で、飲酒の場合、明らかな違法行為であるが、そのうちの一番上(相手に対して)だけは対象となる。なので、下2つ(自分の車と自分などのケガ)は、普通、対象外(免責)である。

普通に考えたら、酒を飲んで車を運転し、事故を起こすなどというのは、自業自得であり、公序良俗にも反する。なので、現在、相手に対してだけでも対象となっていること自体が、契約という意味においては、本来、違和感のある話。

しかし、相手への救済という意味合いから、これまではそうしてきた経緯があるのだ。ちなみに、こういった場合について、相手に対しても対象外とする契約約款を、当局に認可を申請した場合どうなるのかは、定かではない・・・。

保険会社は一民間会社

やっぱりこういうのが日本らしいなぁと思うところなんだよね。調べていないので想像でしかないが、例えばアメリカ辺りだと、「そんなの関係ねぇ!!」みたいな感じがしてならない。あくまで当事者間の契約だと。そんな救済なんて、そんな立場にないから!!!!!みたいなね。笑

ホントそうなんだよね。単なる民間会社なんだから。いくら公共性が高いとは言っても。ちなみに、割合的には、そう多くはないだろうけど、そうした事故で支払われる保険金というのも、当然みなさんから集めた保険料から、支払われるのだ。

なので、そのことで、その分保険料の上昇という方向に少なからず影響しているのである。

従って、一民間会社が他のユーザーへの保険料負担が増えるようなことをしてまで、違法行為を働いた(刑事罰もあるので、犯罪者とも言える)人間の救済を図るというのは、一民間会社としては、やり過ぎな感もあるように感じる。

暴力団への対応についてもやはり同様

先般の暴力団排除条項の適用についても、事故った際に判った場合は、やはり、救済ということがあるので、賠償保険(相手に対して)のみは支払うという対応を、任意に行う方針であると、ニュースで報じられていた。

また、初めは一切引き受けないようなことを言っていたが、その後、相手が困るということで、賠償保険だけは引き受けるようにするとかしないとかっていうようなことも報道ベースで言われている。

ただ、実務ベースではその辺の連絡というのは、自分のところには、特に来ていないので、定かではない。損害保険会社としては、出来るだけ引き受けたくないというのは、今も昔も同じだろうが・・・。

なので、それらも同じような論理から来るもの。まあ、そちらは、任意に支払うわけだけど・・・。

最後に

というわけで、現行の仕組みでは、通常飲酒運転をして事故を起こしても、損害賠償の責任だけは、保険会社が代わりに負ってくれる。良いのか悪いのか判らないけど・・・。

ただ、どうなんだろう。相手の救済というのは、社会的使命とか、社会貢献ということで、誰でも「明日は我が身」なので、そこも含めての保険ということで、意味はあることは理解できる。

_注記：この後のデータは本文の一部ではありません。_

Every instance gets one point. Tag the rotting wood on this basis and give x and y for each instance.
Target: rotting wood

しかし、本人は、行政処分と刑事処分のみで、民事上の責任(損害賠償義務)は免れる(というか、保険会社がみんなで支払った保険料でもって、代わりに支払うと・・・。)というのは、やっぱり変だよね。

まあ、求償権を行使(保険会社が本人に請求)出来るような仕組みにしたとしても回収出来るかは別だけど・・・。